We expect growth in the global economy to remain subdued out to 2026.
Insight
While the 24-hour news cycle may talk down Australia’s transition from a commodity to service economy, the figures tell a different, and very positive, story.
The good news is Australia’s transition from a commodity- to a service-based economy is doing a lot better than most people think. NAB’s September 2016 Business Conditions and Confidence survey shows that while the mining sector is contracting and retail and wholesale have weakened in some areas, there is real strength in domestic personal recreational services, including local tourism. This sector accounts for one third of the economy and it is booming.
Taking into account trading, profits and sales, the current long-run average for business conditions is around +5 index points. In personal recreational services conditions averaged +18 in the third quarter. The other sectors doing particularly well are finance, property and business services (or real estate) which are sitting at about +17 index points, and construction, at +7 index points.
If we compare jobs by industry in 2008 with June 2016, manufacturing has lost about 160,000 jobs according to our data. Health and social assistance on the other hand, essentially private sector health, has added around 480,000 jobs. This sector is responsible for around 1.8 million jobs nationally while manufacturing doesn’t reach one million. Mining may be 9 per cent of GDP but it accounts for just 2 per cent of jobs. After health, the next biggest job increase areas are scientific and professionals, followed by education and training.
Unsurprisingly, when broken down by states, what we see is the reverse of the commodities boom. In 2016, New South Wales has seen business conditions average +16 index points.
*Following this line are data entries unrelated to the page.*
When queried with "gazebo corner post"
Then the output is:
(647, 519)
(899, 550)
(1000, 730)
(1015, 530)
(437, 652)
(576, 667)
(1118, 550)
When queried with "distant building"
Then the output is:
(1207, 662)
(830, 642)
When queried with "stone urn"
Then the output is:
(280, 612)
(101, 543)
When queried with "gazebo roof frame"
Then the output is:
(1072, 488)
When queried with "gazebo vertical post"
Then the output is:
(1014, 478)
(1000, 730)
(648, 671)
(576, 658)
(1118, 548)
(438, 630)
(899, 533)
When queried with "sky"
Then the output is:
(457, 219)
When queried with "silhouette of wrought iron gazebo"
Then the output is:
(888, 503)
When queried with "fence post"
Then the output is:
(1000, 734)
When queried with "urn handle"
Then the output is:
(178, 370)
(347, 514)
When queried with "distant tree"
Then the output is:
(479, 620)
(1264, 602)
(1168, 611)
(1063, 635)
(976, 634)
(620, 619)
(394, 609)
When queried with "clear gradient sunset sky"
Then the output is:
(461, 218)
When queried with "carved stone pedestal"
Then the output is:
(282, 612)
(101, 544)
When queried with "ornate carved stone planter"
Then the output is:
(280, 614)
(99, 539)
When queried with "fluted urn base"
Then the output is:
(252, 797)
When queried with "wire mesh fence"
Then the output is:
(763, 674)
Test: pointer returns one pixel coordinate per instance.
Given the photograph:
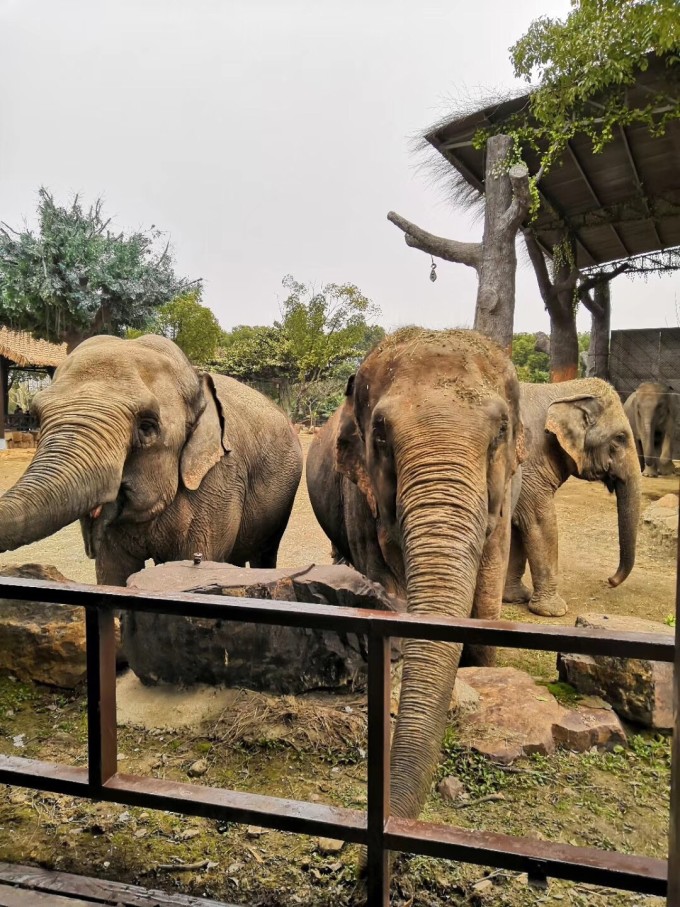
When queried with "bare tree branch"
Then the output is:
(448, 249)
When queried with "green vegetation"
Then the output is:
(531, 366)
(74, 278)
(304, 359)
(192, 326)
(596, 52)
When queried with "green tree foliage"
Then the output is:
(305, 358)
(192, 326)
(73, 277)
(530, 365)
(595, 53)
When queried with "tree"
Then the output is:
(530, 364)
(585, 64)
(74, 277)
(304, 359)
(192, 326)
(507, 203)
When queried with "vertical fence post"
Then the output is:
(100, 634)
(379, 695)
(674, 835)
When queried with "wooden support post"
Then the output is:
(100, 636)
(378, 807)
(674, 835)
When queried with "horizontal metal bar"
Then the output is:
(502, 633)
(538, 858)
(577, 864)
(190, 799)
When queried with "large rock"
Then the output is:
(515, 716)
(38, 641)
(638, 690)
(188, 650)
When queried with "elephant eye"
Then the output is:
(147, 429)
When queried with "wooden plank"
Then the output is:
(21, 897)
(101, 892)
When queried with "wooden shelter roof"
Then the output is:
(622, 202)
(24, 350)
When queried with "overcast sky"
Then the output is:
(269, 137)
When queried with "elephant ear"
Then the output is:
(349, 449)
(569, 420)
(207, 443)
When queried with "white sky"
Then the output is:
(269, 137)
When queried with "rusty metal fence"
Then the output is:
(376, 828)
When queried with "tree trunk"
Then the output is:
(563, 339)
(3, 397)
(600, 310)
(507, 202)
(495, 309)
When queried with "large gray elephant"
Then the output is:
(654, 413)
(411, 481)
(575, 428)
(156, 461)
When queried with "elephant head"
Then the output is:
(429, 433)
(593, 431)
(121, 425)
(653, 415)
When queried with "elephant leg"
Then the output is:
(540, 540)
(666, 467)
(489, 589)
(515, 590)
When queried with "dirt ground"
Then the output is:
(313, 748)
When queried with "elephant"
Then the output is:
(573, 428)
(156, 460)
(411, 481)
(653, 413)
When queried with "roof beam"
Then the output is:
(595, 196)
(638, 183)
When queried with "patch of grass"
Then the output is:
(564, 693)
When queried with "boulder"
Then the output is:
(516, 716)
(638, 690)
(189, 650)
(38, 641)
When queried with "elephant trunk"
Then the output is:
(443, 530)
(77, 467)
(627, 489)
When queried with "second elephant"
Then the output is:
(653, 414)
(574, 428)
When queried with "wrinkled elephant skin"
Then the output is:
(156, 460)
(575, 428)
(411, 480)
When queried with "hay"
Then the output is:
(303, 722)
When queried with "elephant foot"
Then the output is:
(554, 606)
(516, 593)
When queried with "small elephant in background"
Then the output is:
(574, 428)
(653, 412)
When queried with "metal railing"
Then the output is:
(375, 828)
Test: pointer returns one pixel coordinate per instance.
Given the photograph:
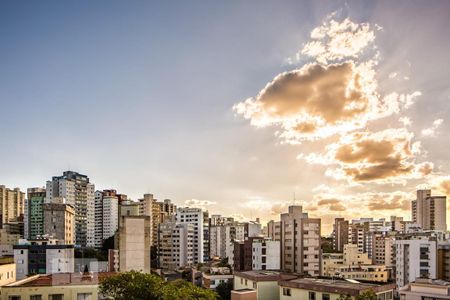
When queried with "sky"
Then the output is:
(239, 107)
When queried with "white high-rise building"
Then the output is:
(300, 242)
(265, 254)
(430, 212)
(79, 193)
(416, 257)
(106, 215)
(199, 219)
(175, 245)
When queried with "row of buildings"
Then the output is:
(42, 230)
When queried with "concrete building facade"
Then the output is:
(134, 243)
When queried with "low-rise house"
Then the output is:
(265, 283)
(61, 286)
(425, 289)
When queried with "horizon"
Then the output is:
(206, 104)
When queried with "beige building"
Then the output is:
(57, 286)
(11, 204)
(327, 289)
(134, 243)
(426, 289)
(59, 221)
(351, 264)
(340, 234)
(430, 212)
(7, 241)
(265, 283)
(300, 242)
(7, 273)
(444, 261)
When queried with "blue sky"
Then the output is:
(139, 95)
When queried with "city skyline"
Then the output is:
(101, 98)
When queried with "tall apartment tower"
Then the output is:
(200, 220)
(134, 243)
(11, 204)
(106, 215)
(340, 234)
(34, 213)
(175, 245)
(79, 193)
(300, 242)
(430, 212)
(59, 221)
(416, 257)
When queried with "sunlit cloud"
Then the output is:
(319, 100)
(199, 203)
(335, 40)
(386, 156)
(431, 131)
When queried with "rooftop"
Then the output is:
(335, 286)
(264, 275)
(61, 279)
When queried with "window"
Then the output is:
(84, 296)
(286, 292)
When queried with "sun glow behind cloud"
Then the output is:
(336, 96)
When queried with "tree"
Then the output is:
(367, 295)
(132, 286)
(224, 289)
(141, 286)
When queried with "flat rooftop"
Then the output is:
(61, 279)
(265, 275)
(335, 286)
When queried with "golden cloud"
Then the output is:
(335, 40)
(333, 204)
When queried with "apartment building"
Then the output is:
(80, 194)
(134, 243)
(175, 245)
(300, 242)
(200, 221)
(416, 257)
(429, 212)
(340, 234)
(59, 221)
(11, 204)
(34, 213)
(42, 256)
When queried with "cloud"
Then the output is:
(321, 99)
(431, 131)
(392, 75)
(199, 203)
(335, 40)
(372, 201)
(333, 204)
(405, 121)
(385, 157)
(397, 202)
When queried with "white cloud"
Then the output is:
(431, 131)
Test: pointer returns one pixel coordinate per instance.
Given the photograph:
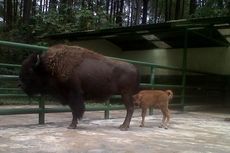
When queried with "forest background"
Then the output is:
(27, 20)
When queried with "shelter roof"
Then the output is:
(202, 32)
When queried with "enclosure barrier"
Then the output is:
(41, 110)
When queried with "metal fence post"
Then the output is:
(41, 110)
(106, 113)
(184, 67)
(152, 78)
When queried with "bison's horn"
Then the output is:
(38, 60)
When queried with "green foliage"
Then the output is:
(212, 8)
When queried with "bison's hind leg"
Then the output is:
(127, 100)
(78, 108)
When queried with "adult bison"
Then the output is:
(73, 74)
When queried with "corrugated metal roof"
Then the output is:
(204, 32)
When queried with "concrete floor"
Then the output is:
(189, 132)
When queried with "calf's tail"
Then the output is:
(170, 94)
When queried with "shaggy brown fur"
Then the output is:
(61, 59)
(156, 99)
(74, 74)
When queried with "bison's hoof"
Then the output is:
(72, 126)
(123, 127)
(160, 126)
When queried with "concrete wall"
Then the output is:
(215, 60)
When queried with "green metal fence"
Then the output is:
(41, 110)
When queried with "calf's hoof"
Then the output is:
(124, 127)
(72, 126)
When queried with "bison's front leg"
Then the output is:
(127, 99)
(74, 122)
(78, 107)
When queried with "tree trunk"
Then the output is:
(138, 12)
(27, 10)
(145, 11)
(120, 5)
(9, 15)
(178, 9)
(192, 7)
(156, 12)
(53, 5)
(166, 11)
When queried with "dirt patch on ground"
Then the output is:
(189, 132)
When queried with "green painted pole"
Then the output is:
(21, 45)
(106, 114)
(184, 67)
(42, 110)
(152, 79)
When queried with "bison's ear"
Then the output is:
(37, 61)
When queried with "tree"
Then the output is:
(27, 11)
(145, 11)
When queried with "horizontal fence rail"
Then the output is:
(7, 92)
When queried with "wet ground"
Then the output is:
(189, 132)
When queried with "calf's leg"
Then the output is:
(127, 99)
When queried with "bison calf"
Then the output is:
(156, 99)
(73, 74)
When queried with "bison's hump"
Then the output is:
(60, 60)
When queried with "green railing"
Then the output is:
(41, 110)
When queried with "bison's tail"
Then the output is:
(80, 109)
(170, 94)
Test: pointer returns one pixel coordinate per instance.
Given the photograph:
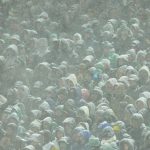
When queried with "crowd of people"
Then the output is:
(74, 74)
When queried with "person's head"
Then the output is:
(64, 143)
(137, 120)
(84, 136)
(127, 144)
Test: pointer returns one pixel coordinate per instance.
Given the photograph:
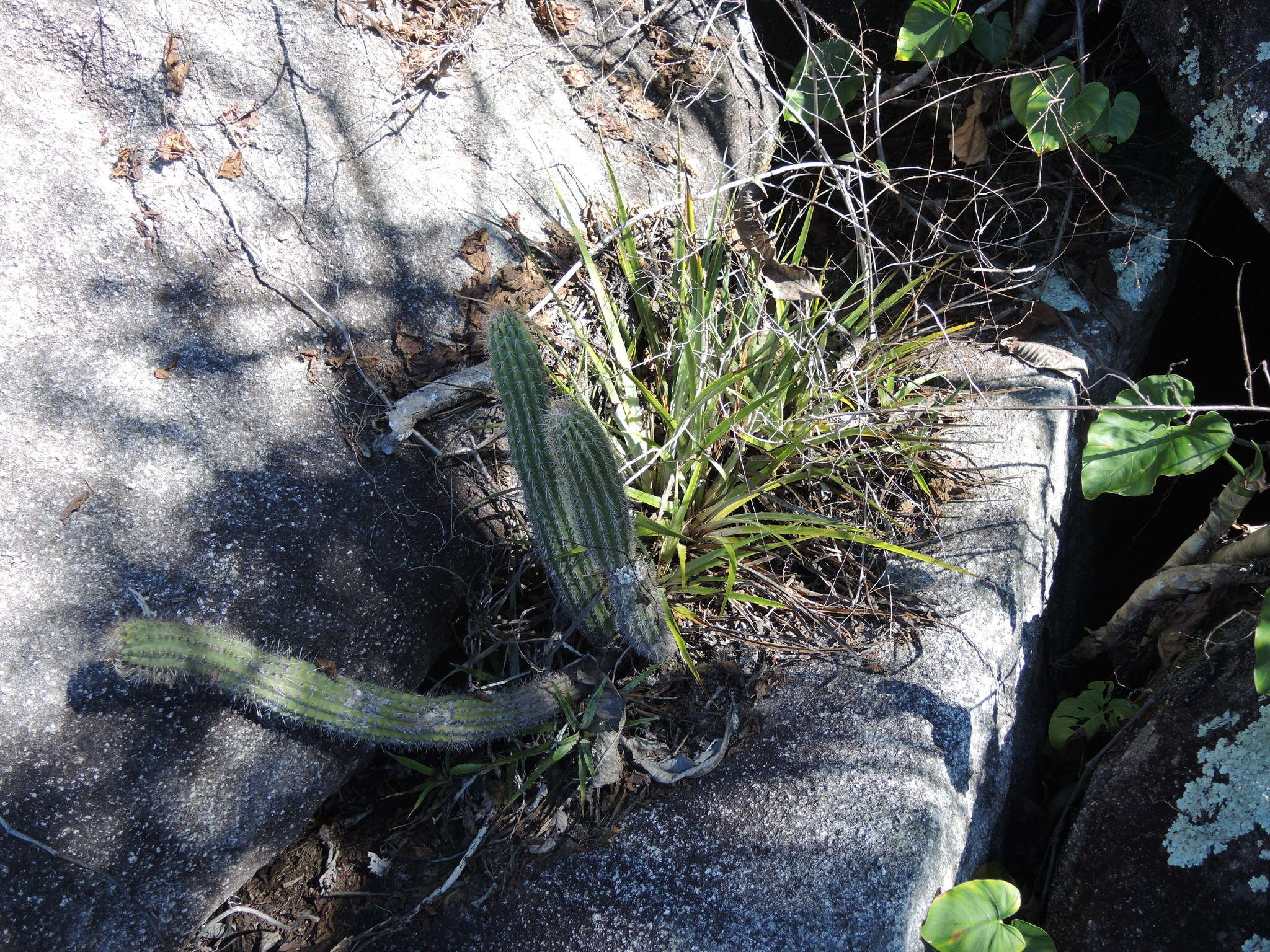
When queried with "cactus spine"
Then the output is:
(301, 691)
(574, 499)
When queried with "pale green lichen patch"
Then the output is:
(1141, 260)
(1230, 799)
(1226, 139)
(1227, 720)
(1060, 294)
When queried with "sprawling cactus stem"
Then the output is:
(641, 610)
(353, 710)
(526, 394)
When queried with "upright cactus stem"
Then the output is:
(602, 522)
(526, 394)
(592, 490)
(349, 708)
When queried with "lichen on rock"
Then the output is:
(1213, 811)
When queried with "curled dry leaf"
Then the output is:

Victoria is +13 and the other mainland states tend to be around the +5 mark, except for Western Australia, which is -7 index points. In Western Australia, which is still in commodities mode, we expect a lot of employment to go when the liquefied natural gas (LNG) platforms are built; the rough rule is 14 people to build a platform and just one to run it.
The service sectors that are booming can be divided along discretionary and non-discretionary spend lines. Most Australians will purchase anything they think they have to – and often that means services rather than ‘things’. Education and health are the strongest performers, and it’s no coincidence that they’re considered non-negotiable purchases for most Australians. Utilities are the same: you may complain that your power bill has gone through the roof but you will pay it.
Our biggest exported service is still tourism, mainly people coming from China to Australia. However, education is in the mix and growing with Chinese and other Asian nationalities coming to be educated and, while here, buying property. That trajectory shows no sign of slowing.
Going forward, the Asian market is particularly interested in Australian health as well as education services. NAB’s survey suggests conditions in consumer services are averaging around +18 index points. However, for those in private sector pure health, business conditions are closer to +40.
Most Western economies are making the same transitions as Australia. In the United States, health is where most jobs are being created and China is moving in a similar direction.
Broken into three sectors, China’s primary production stands at about 10.5 per cent (Australia’s is 1.5 per cent) of GDP. Its secondary industries, including manufacturing and industrial production, used to be almost 50 per cent but today are nearer 40 per cent. And its tertiary, or service, sector was 40 per cent but is now over 50 per cent. It’s clear that China has that same driver out of industrial production into the service sector as Western economies.
Here in Australia, while in some sectors and regions there is lag and times have been tough, the transition story is generally working well.